Mostly, this place challenges me to think, and I just take it around with me. People don't usually care what I want to talk about. ;)

Problem based learning is the key I think. The thing that gets people going the most is when specific case discussions come up that raise questions, so people tend to be more motivated to discuss, argue and to read in order to answer those questions. I'm just not sure about how to inspire that kind of discussion more often in more people.
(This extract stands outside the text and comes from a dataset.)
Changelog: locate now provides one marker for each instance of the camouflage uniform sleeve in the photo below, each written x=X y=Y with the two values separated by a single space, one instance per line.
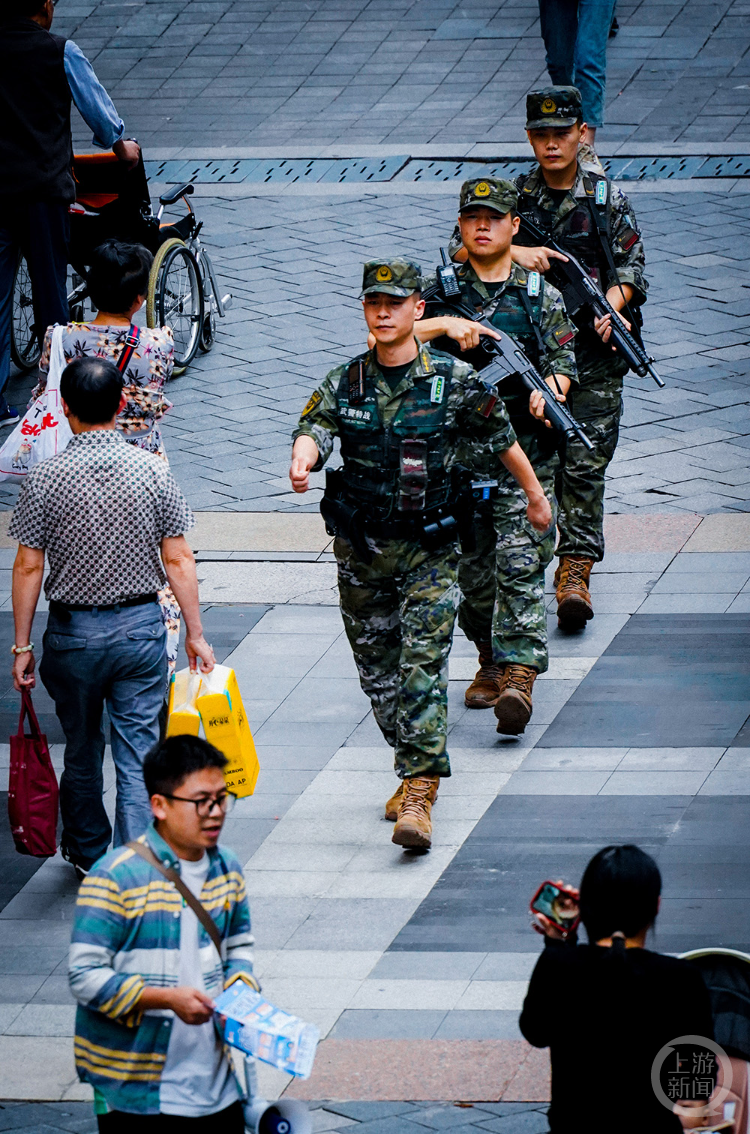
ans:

I was thinking about an interesting case of the week/month where I distribute a case of my own (or willing volunteer's) that has been discussed and pulled apart, with added constructive critism from our clinical overseers (who are well liked and respected). I always learn so much from taking jobs to them and having them point out all my mistakes. I feel like other people could also learn from my mistakes. So instead of a case study that teaches by good example or is just an interesting presentation, it would be part cautionary tail, part pathophys discussion, part interesting case. I also like the idea of encouraging a culture of being open about mistakes or even just jobs that were done well but could have been better. I think people are often scared to let the clinical staff know about their mistakes in fear of being thought less of. Thats not at all how it works though, at least locally, and I think if we were all more honest and open to constructive criticism, we be better for it. What do you think of this idea? Do you (or any others reading) foresee problems with this kind of idea?

I've also considered:
- plain language reviews of evidence. (I worry that nobody will care or that people will resent someone as junior as me trying to teach senior paras).
- A journal/case review club (some combination of the idea of case studies above but in a smaller group of peers without the input of clinical supervisors (maybe less scary for people to get involved in, harder to organise on account of differing rosters).
- Some kind of directory of online resources of some description. I don't know how to get past people just shrugging their shoulders and picking up the newspaper. A weekly review of an online resource? Download educational videos and put them on the TV at work? Encourage podcast listening in some way?

Thoughts?

To an extent, this is not an academic issue. Its basically a marketing problem. How do you capture people's imagination in a way that is effective and efficient? How do u make it interesting enough to consider in the first place, brief enough to consume without losing interest, but detailed enough to teach a point?

I've also found this place to be very valuable. Not so much lately though to be honest. The quality of some of the discussion seems to have dropped a little.